The approach also facilitates reconstructive inferences in sparsely annotated matrices, potentially lowering annotation costs while enhancing the statistical reliability of consensus predictions. Theoretical implications include a reframing of annotator disagreement not as noise, but as a statistical signal with longitudinal behavior patterns amenable to regularized multi-view modeling. The use of shared attention as implicit regularization draws connections to broader machine learning themes in multi-view and multi-task learning (Zhang et al., 23 Jul 2025).

7. Applications and Broader Significance

QuMATL’s query-based modeling paradigm is applicable to any scenario involving subjective, multi-annotator judgment, including but not limited to medical image analysis, perceptual studies, and sentiment/emotion recognition. By transforming how annotator-specific information is incorporated and preserved, QuMATL enables downstream workflows that are more robust, interpretable, and reflective of real-world variability in expert judgment.

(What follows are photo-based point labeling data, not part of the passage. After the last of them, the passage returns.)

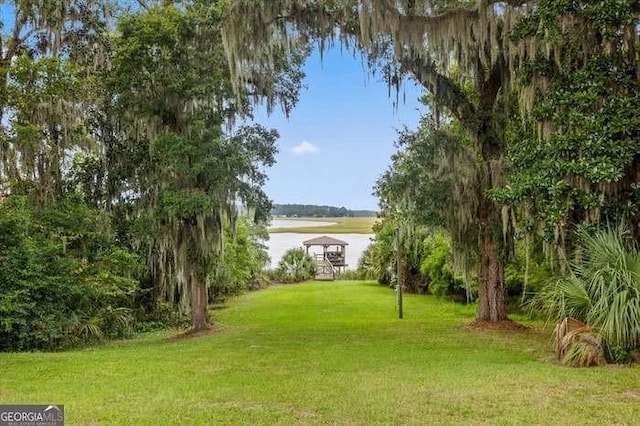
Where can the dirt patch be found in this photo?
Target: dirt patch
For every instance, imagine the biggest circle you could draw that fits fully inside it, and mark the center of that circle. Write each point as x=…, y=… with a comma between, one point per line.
x=188, y=334
x=499, y=325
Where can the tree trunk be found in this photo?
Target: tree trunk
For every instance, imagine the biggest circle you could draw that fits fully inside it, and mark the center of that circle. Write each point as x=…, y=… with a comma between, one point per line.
x=491, y=292
x=198, y=293
x=492, y=306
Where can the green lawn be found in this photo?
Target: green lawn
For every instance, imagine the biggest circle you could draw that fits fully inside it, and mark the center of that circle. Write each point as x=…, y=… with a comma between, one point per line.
x=326, y=353
x=343, y=225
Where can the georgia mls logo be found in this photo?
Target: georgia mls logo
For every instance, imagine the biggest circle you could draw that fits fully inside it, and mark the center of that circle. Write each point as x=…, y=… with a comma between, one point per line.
x=31, y=415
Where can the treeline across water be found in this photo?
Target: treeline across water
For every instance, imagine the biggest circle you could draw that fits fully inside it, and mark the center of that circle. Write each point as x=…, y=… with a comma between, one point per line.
x=311, y=210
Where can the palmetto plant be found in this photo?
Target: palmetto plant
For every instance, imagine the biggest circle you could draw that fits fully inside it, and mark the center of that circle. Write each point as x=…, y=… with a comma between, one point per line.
x=602, y=290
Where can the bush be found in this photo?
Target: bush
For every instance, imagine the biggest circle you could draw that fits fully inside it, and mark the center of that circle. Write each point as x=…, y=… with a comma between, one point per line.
x=602, y=290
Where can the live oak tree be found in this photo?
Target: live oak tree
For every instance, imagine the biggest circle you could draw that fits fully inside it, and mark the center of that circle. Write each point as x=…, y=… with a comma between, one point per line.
x=431, y=40
x=574, y=153
x=191, y=173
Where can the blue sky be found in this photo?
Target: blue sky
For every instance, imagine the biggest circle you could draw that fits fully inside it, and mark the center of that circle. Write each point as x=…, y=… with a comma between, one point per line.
x=339, y=138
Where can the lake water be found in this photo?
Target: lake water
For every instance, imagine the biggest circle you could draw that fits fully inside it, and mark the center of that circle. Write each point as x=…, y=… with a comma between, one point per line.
x=279, y=243
x=289, y=223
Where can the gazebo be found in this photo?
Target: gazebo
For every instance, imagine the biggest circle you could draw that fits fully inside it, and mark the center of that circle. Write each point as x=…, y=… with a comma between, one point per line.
x=333, y=256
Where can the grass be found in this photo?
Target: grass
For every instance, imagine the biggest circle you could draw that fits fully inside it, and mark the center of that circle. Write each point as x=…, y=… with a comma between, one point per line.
x=326, y=353
x=343, y=225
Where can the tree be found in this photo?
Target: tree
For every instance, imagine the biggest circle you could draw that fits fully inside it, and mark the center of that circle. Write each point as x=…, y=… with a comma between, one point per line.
x=49, y=57
x=174, y=101
x=574, y=154
x=445, y=46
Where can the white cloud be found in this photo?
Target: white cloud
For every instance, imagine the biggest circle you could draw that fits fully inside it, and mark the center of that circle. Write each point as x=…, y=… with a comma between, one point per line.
x=304, y=148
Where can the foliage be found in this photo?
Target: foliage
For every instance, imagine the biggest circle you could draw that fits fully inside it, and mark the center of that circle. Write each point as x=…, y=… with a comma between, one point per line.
x=173, y=97
x=603, y=290
x=243, y=260
x=574, y=154
x=296, y=265
x=437, y=266
x=63, y=280
x=328, y=344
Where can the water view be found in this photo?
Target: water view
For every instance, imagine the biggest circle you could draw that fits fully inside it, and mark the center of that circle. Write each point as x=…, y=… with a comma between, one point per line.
x=279, y=243
x=290, y=223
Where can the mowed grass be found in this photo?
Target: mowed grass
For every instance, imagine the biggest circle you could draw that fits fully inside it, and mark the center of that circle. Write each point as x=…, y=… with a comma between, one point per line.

A plausible implication is that the broader field of multi-annotator learning will increasingly incorporate annotator behavior modeling, leveraging structured disagreement as an information-rich input to improve training, consensus reliability, and explainability—especially when deployed in environments where annotation coverage is incomplete or subjective variation is pronounced (Zhang et al., 19 Mar 2025, Zhang et al., 23 Jul 2025).